The robotic floor cleaner and/or appendage may use disposable cleaning sheets, such as dust clothes, wipes, sheet-brushes, and the like, to clean under objects or into corners but does not substantially interfere with the rotation of the surface treating apparatus about its axis when it is adjacent to encountered obstacles. The appendage can extend under low hanging obstructions to remove dirt, and reach into corners innavigable or unreachable by the robotic floor cleaner.
Description
This application is a continuation-in-part of application Ser. No. 09/580,083, filed on May 30, 2000 now U.S. Pat. No. 6,481,375 having the title “Autonomous Mobile Surface Treating Apparatus”.
The present invention is directed to an appendage that extends laterally from a mobile surface treating apparatus or other robot. More specifically, the present invention relates to a horizontally movable and downwardly biased appendage that extends laterally from a surface treating apparatus, such as a robotic floor cleaner, and uses disposable cleaning sheets, such as dust clothes, wipes, sheet-brushes, and the like.
In the home and elsewhere various appliances, furniture, and similar articles rest on the floor with legs or risers and are raised above the floor surface only a few inches.

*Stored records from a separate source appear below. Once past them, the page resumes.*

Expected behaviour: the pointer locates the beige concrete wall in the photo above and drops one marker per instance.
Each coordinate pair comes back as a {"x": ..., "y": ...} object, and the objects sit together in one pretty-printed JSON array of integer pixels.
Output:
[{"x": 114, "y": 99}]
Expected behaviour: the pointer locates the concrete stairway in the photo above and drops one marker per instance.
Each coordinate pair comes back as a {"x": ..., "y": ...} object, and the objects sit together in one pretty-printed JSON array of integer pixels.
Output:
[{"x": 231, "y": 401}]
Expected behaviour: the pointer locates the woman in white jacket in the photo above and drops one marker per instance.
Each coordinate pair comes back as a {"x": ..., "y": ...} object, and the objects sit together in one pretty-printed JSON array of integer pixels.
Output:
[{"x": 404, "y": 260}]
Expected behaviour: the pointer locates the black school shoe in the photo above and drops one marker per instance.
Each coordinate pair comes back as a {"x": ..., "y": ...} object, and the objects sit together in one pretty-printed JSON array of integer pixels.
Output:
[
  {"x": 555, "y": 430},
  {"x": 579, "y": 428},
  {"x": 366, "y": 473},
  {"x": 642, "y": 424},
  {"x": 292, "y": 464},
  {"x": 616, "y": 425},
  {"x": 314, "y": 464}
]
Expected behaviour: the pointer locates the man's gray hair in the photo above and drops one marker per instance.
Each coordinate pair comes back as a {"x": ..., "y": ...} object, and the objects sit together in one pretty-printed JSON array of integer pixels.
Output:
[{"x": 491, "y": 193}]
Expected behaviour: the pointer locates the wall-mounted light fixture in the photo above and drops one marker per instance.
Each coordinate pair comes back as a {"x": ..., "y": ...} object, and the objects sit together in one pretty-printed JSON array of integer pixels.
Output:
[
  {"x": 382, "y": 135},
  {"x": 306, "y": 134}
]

Similarly, appliances and counters may have low overhangs. Dust, pet hair, and other debris tend to collect under these objects and in hard to reach areas of the floor.
Due to the height and size of surface treatment apparatuses, such as floor cleaning robots, these devices generally are prevented from moving under such objects to clean this area of the floor. Also, some of these surface treatment apparatuses have design constraints, such as wheels designed high enough to roll over surface transitions, and thus are too tall to permit the robot to reach such areas of the floor.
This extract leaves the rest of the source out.